There must be a way to do it — search engines like Google and Bing must extract the page text in order to index it. It would be best to have a general-purpose solution; having a custom template for each site is time-consuming to create and maintain (think if the site changes its layout). Our site is powered by Perl, so that would be the obvious preference.
So, fellow Soylentils, what tools and/or techniques have you used? What has worked for you?
Maybe I'm approaching this the wrong way? When all you have is a hammer... what am I missing here? Is there another approach?
(Score: 3, Insightful) by Username on Saturday June 04 2016, @05:47PM
I haven’t used perl since the year 2000ish, but there should be some kind of inet or wget function or library you can use to get the page. You can fool most javasbullscript websites into html mode by using a mobile browser useragent. If it doesn’t work just delete the submission or website from scrape list. Fuck em.
I would do it the template way. Most news site do not change their templates very often, and if they do it would be a trivial matter of update the scraping script to look for id="newstitle" instead of class="titlenews". Could even have some web page with a bunch of input boxes which content is read and written from some config file that stores the lookup terms for the script to use so moderators can just update it without having to update the script. If the term isnt found the script can just can fall back to other methods to find the content but you’ll be likely to get a bunch of garbage. I’d make this auto generated article a submission itself that has to be approved and not automatically shown on the page just in case it does fuck up.

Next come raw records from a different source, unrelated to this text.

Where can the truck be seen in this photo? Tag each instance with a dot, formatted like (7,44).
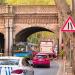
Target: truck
(47,47)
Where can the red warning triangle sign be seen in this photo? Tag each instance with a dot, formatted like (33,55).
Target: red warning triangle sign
(69,25)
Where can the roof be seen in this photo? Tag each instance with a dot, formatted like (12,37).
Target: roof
(42,54)
(10,57)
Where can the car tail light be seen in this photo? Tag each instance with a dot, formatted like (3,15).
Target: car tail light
(46,59)
(19,71)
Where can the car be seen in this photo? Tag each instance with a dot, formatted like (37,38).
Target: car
(23,54)
(10,65)
(41,59)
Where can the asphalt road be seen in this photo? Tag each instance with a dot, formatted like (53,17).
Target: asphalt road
(47,71)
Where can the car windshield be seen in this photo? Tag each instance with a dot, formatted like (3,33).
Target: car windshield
(41,56)
(9,61)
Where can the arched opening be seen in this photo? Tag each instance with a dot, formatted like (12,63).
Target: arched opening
(1,43)
(24,34)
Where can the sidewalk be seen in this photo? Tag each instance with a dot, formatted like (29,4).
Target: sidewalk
(64,68)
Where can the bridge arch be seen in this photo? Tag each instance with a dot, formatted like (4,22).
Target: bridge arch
(25,33)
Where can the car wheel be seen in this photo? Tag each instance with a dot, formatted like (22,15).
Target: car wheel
(48,66)
(34,66)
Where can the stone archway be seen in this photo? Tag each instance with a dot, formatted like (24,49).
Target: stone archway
(25,33)
(2,42)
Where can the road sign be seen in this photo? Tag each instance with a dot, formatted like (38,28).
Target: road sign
(69,26)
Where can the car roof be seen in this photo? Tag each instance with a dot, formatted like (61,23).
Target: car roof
(10,57)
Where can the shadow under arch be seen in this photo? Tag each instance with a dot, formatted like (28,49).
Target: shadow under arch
(25,33)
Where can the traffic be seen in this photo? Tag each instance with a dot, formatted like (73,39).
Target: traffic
(26,62)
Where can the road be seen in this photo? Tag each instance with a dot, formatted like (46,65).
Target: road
(47,71)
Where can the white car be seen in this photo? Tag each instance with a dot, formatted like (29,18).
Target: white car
(15,66)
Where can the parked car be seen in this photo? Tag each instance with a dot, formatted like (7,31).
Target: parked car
(41,59)
(15,66)
(23,54)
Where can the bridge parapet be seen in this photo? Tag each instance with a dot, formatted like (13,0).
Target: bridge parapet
(23,9)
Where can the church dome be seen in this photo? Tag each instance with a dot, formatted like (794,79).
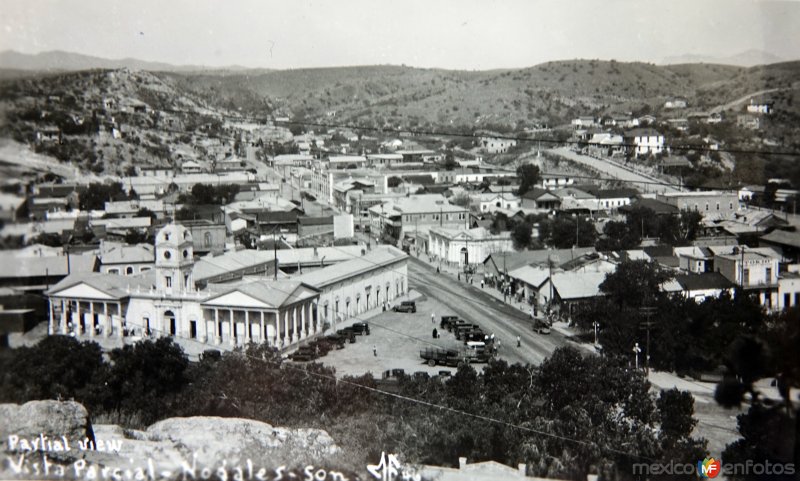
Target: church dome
(173,234)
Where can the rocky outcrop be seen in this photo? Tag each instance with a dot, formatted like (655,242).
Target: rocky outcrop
(171,444)
(238,440)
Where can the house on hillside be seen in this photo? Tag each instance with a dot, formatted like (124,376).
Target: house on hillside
(676,103)
(762,107)
(643,142)
(496,145)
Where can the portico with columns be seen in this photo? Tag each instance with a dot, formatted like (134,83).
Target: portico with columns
(280,314)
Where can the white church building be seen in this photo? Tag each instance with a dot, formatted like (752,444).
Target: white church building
(165,302)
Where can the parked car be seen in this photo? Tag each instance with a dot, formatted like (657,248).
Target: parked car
(360,328)
(541,328)
(446,320)
(348,334)
(210,355)
(405,306)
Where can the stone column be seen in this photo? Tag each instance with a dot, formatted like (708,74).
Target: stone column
(107,321)
(217,330)
(91,319)
(276,342)
(121,318)
(205,325)
(295,334)
(80,320)
(50,326)
(303,326)
(233,328)
(246,326)
(64,318)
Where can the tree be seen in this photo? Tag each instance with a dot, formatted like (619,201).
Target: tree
(58,367)
(142,375)
(450,161)
(528,175)
(522,235)
(618,236)
(96,195)
(635,283)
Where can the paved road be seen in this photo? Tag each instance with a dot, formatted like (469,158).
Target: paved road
(615,170)
(470,303)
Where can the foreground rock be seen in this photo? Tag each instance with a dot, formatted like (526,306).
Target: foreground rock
(172,445)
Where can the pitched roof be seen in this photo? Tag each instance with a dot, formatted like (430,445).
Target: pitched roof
(213,266)
(376,258)
(534,276)
(578,285)
(273,293)
(706,280)
(514,260)
(121,253)
(57,266)
(783,237)
(660,208)
(113,285)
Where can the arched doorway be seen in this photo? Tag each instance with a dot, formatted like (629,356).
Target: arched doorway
(170,323)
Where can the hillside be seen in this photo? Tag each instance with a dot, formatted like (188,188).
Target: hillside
(106,122)
(550,93)
(113,119)
(68,61)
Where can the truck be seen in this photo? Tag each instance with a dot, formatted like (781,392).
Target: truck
(454,324)
(473,352)
(463,329)
(446,321)
(360,328)
(405,306)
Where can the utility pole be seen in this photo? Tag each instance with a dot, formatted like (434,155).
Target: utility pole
(648,312)
(275,252)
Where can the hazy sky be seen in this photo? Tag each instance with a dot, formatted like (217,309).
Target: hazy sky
(463,34)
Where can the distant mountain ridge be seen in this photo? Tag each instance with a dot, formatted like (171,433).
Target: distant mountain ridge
(58,60)
(750,58)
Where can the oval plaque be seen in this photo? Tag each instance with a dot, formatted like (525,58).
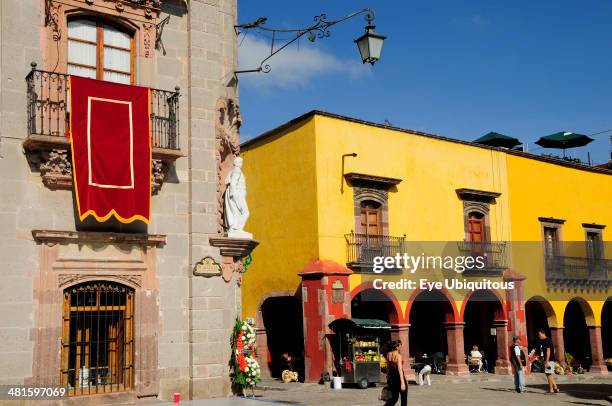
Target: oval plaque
(207,267)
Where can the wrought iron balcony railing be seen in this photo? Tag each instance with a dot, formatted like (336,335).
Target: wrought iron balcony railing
(562,270)
(362,248)
(494,254)
(48,109)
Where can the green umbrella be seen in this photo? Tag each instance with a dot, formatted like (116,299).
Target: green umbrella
(564,140)
(498,140)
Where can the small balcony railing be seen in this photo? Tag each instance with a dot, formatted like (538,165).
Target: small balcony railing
(49,115)
(563,270)
(494,254)
(363,248)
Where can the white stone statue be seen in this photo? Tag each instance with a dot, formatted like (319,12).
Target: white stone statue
(236,210)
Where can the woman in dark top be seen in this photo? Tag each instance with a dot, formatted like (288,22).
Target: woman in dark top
(395,375)
(546,351)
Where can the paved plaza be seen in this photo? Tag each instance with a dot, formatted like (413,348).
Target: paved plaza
(483,390)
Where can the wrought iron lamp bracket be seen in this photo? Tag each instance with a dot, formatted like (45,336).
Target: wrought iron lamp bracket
(159,31)
(320,30)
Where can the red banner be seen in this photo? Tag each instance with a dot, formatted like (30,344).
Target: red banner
(110,135)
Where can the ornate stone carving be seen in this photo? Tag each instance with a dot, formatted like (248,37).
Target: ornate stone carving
(56,169)
(69,279)
(227,137)
(119,4)
(159,170)
(233,250)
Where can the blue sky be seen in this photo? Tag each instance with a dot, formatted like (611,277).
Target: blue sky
(456,68)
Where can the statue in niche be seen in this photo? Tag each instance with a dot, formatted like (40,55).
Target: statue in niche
(236,211)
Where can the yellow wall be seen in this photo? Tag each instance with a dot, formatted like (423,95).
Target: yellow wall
(299,211)
(281,194)
(425,205)
(541,189)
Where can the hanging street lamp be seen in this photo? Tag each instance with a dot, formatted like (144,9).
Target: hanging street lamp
(369,44)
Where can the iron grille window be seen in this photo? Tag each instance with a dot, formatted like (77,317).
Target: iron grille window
(97,338)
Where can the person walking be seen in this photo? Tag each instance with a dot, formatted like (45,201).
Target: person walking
(517,364)
(395,375)
(546,351)
(424,375)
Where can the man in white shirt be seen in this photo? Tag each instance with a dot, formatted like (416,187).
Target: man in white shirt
(517,364)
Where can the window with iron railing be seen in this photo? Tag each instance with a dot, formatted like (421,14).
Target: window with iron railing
(49,109)
(363,248)
(591,269)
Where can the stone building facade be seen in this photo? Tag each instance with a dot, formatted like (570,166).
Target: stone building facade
(176,326)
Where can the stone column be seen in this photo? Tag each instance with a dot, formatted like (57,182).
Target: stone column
(515,299)
(502,364)
(401,332)
(325,298)
(456,353)
(598,366)
(556,336)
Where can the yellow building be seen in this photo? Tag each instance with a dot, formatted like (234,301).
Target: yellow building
(328,194)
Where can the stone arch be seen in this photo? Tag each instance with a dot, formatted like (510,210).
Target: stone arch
(279,329)
(483,311)
(500,309)
(455,311)
(394,309)
(539,314)
(577,318)
(428,313)
(586,309)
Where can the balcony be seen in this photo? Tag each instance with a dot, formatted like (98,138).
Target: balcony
(496,257)
(48,120)
(362,248)
(563,271)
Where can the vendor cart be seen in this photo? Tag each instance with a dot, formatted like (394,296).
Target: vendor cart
(357,352)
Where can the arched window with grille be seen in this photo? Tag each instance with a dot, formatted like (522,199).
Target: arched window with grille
(99,50)
(476,227)
(97,338)
(371,218)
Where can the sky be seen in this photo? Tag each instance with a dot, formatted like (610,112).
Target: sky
(460,69)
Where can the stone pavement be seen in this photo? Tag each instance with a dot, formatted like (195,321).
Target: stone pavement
(479,389)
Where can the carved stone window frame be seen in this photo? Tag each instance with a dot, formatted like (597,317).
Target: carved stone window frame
(596,229)
(139,18)
(477,201)
(371,188)
(557,224)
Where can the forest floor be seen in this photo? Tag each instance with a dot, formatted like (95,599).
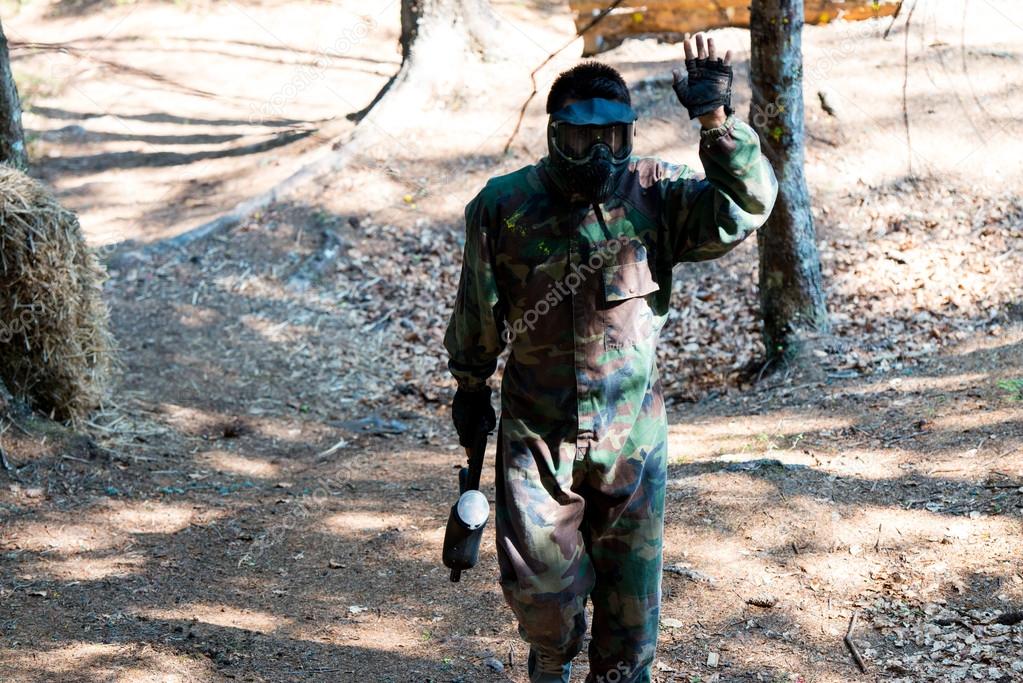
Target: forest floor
(263,498)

(Score: 2) by Username on Saturday June 04 2016, @06:12PM
PS: Also I’d compare the articles on the scrape list to other articles that were scraped at the same time and link them together. I’d probably get the first 2000 characters of the article, remove common words like "of|the|a|it" etc turn all spaces and multi spaces into one char 32 space. Then load the remaining words into an array using that space as the delimiter and find each word in other articles arrays and use the amount of common words to determine relevancy. Or maybe just find some keyword from a keyword list and tag the article with it.
Something like that.